Harm reduction workers, which include many of us in EMS, warn people not use to alone.   We also urge people who use opioids to carry naloxone and to immediately call 911 if someone they are using with begins to show signs of overdose.  I worry that if this bill passes, knowing that their partners will be taken into custody, people may fail to immediately call 911 when someone is overdosing.  They may hope that their naloxone alone will reverse the  overdose, or if they lack naloxone, they may first try home methods of drug reversal such as throwing ice in the person’s pants or putting them in the shower or bathtub.  If their efforts fail and they then decide to call 911 as a last resort, precious time will have been lost before EMS is able to arrive to try to resuscitate them.  We may be too late.  I believe, however well-intentioned this bill is, more people may die if this bill passes than be helped by it.  I urge you to vote against it.

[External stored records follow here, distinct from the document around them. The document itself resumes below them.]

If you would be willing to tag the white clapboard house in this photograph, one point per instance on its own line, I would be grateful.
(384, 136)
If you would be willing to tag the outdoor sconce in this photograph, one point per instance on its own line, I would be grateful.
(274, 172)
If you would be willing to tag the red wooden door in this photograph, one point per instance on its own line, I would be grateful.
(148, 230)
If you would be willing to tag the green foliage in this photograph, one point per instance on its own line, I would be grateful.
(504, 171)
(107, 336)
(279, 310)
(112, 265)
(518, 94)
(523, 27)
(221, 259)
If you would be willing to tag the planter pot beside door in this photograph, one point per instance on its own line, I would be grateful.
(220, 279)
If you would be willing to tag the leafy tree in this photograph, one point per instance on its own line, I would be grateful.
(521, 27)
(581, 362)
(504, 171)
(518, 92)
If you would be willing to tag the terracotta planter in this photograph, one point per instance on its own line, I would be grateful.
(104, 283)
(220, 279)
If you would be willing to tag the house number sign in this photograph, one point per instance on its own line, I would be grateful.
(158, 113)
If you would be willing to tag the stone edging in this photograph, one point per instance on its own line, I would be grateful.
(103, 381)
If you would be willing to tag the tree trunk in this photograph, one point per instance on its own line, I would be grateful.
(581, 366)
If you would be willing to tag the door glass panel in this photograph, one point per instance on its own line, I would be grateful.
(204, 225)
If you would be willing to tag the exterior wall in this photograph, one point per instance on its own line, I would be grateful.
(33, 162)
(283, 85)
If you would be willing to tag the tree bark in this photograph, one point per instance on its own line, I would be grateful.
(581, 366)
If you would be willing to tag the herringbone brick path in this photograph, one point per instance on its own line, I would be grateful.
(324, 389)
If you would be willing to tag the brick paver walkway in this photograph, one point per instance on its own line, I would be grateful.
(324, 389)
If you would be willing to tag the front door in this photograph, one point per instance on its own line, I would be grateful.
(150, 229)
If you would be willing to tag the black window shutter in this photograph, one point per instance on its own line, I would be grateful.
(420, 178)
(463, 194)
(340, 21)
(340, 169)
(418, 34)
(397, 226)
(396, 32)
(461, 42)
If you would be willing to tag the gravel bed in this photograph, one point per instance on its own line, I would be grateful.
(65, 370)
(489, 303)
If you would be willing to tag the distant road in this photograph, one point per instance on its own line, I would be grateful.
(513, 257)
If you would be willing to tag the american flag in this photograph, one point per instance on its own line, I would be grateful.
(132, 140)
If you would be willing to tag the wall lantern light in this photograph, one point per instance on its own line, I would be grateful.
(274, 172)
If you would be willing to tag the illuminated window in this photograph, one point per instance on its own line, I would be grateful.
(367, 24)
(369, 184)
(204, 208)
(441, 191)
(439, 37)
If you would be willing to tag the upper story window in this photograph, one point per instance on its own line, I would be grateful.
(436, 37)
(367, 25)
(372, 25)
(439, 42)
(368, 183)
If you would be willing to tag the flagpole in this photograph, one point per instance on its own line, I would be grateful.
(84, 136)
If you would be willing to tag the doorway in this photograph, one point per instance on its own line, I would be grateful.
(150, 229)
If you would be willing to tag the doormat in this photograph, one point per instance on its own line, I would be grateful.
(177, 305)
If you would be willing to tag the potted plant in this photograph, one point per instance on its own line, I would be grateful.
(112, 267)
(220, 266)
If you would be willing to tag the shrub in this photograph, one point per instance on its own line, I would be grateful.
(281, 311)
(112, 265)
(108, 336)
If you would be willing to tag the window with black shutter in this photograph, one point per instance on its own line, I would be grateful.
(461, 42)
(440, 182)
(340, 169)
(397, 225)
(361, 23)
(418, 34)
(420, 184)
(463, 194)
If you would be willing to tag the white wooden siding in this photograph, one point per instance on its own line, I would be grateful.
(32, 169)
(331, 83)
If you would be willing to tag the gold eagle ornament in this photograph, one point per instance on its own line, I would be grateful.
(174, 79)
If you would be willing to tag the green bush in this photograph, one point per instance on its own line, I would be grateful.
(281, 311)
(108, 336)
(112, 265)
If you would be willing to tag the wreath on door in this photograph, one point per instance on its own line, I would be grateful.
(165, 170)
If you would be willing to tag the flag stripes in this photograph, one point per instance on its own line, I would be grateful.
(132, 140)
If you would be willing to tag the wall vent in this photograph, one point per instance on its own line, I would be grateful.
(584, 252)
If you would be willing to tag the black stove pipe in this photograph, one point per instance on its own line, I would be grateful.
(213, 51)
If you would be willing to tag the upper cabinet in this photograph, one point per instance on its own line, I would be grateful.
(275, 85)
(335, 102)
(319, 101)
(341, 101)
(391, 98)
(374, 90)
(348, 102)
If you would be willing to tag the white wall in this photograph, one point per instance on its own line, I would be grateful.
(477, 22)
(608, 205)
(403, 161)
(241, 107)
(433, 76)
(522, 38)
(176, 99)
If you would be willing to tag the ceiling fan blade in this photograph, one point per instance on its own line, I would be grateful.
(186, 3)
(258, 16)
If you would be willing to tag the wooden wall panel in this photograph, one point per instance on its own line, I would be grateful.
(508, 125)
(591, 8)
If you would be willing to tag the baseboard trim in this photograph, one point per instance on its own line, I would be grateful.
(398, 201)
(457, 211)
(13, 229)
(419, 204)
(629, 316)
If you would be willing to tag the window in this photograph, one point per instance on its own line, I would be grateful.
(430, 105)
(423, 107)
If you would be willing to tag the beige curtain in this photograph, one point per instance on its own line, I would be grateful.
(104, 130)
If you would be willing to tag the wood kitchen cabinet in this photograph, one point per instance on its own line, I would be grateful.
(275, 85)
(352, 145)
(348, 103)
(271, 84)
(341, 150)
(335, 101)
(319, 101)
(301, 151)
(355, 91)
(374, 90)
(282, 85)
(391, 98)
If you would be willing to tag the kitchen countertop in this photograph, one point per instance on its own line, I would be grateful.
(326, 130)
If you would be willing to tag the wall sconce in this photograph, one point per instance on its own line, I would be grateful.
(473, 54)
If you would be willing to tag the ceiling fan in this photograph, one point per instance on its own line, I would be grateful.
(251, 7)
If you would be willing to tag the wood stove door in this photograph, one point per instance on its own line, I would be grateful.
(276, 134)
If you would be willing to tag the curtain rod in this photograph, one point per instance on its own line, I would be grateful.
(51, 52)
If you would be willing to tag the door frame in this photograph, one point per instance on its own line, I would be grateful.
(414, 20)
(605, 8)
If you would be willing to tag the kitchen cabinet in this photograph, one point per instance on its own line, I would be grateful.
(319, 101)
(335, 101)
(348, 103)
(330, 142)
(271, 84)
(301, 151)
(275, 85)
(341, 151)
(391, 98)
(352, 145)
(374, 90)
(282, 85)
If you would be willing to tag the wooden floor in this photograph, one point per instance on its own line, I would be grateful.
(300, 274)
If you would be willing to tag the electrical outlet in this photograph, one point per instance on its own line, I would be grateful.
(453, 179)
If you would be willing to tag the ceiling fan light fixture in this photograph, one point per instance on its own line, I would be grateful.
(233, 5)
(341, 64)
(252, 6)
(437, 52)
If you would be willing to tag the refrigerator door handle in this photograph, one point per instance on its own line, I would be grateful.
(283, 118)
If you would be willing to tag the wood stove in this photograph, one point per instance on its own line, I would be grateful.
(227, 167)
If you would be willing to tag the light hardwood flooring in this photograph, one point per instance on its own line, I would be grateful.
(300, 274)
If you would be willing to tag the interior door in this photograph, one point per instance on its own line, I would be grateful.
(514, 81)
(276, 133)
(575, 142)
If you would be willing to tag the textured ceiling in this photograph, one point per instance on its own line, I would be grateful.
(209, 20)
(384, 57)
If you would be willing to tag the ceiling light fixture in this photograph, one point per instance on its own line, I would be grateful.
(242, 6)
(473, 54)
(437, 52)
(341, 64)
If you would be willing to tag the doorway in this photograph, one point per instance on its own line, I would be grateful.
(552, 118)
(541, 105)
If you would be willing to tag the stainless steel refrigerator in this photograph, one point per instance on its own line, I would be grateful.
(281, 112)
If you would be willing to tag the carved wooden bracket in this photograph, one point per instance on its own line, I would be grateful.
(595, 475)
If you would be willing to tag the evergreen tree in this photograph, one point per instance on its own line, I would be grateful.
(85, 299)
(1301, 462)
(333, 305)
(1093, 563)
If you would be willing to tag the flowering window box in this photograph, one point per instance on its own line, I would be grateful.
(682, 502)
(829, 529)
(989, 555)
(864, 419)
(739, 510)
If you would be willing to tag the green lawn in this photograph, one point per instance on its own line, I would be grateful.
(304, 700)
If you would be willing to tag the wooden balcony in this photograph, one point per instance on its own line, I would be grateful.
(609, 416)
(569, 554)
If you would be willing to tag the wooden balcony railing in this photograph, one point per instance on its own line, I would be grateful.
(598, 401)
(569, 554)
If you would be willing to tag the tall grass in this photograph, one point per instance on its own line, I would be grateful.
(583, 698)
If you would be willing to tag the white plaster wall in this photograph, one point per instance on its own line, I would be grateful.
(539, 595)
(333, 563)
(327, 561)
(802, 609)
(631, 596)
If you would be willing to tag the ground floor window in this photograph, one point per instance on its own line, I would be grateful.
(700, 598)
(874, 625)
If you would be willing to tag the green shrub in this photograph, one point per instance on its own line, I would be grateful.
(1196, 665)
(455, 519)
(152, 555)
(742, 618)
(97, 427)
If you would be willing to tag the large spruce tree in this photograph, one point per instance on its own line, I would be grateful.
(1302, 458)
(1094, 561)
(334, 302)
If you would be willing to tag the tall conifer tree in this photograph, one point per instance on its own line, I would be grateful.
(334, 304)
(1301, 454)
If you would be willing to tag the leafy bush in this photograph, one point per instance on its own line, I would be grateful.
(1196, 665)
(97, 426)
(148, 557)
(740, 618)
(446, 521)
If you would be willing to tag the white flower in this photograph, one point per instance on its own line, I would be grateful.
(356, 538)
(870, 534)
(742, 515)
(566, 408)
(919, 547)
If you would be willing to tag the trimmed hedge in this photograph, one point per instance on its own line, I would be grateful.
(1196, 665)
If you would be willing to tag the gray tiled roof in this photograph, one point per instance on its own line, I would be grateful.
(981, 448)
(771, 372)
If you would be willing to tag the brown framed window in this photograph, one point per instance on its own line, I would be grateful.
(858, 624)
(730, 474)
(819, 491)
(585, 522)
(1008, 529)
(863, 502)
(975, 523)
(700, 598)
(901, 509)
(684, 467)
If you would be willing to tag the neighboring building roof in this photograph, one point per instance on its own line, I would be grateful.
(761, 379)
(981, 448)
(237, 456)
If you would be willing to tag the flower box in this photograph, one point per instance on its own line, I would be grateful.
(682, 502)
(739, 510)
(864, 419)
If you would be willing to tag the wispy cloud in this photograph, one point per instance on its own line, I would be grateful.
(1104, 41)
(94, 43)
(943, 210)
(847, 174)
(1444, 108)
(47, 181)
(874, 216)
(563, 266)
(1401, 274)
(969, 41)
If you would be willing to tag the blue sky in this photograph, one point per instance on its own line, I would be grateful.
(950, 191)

  1. Connecticut Statewide Reporting Directive data. June 1, 2019-February 28, 2021. Nonfatal transports.
  2. Canning, P. McKay, C, et al.  “Coordinated Surveillance of Opioid Overdoses in Hartford, Connecticut: A Pilot Project.” Connecticut Medicine, Vol 83, No. 6, 293-299.
  3. Canning, P, Doyon, S, Hart, K. Kamin, R., Kosciusko, M, Frequency of Multiple Opioid Overdoses per Individual in Connecticut During Seven Month Period, Abstract - New England Regional Meeting of the Society for Academic Emergency Medicine (SAEM) 2020

You can read the testimony of others here:

Proposed H.B. No. 5583 Session Year 2021  Public Hearing Testimony

I was asked to write the testimony on short notice.  I thought about writing about how on many scenes police already force people to go to the hospital with the hospital or jail choice.  Those people often leave AMA the moment we take them out of the ambulance at the hospital.  Other testified that the science shows people don't do well in forced rehab.  And as I mentioned there aren't enough beds as it is for people who want help.

Support Harm Reduction.  Battle Stigma.  Increase funding for services.  Treat Addiction as a disease.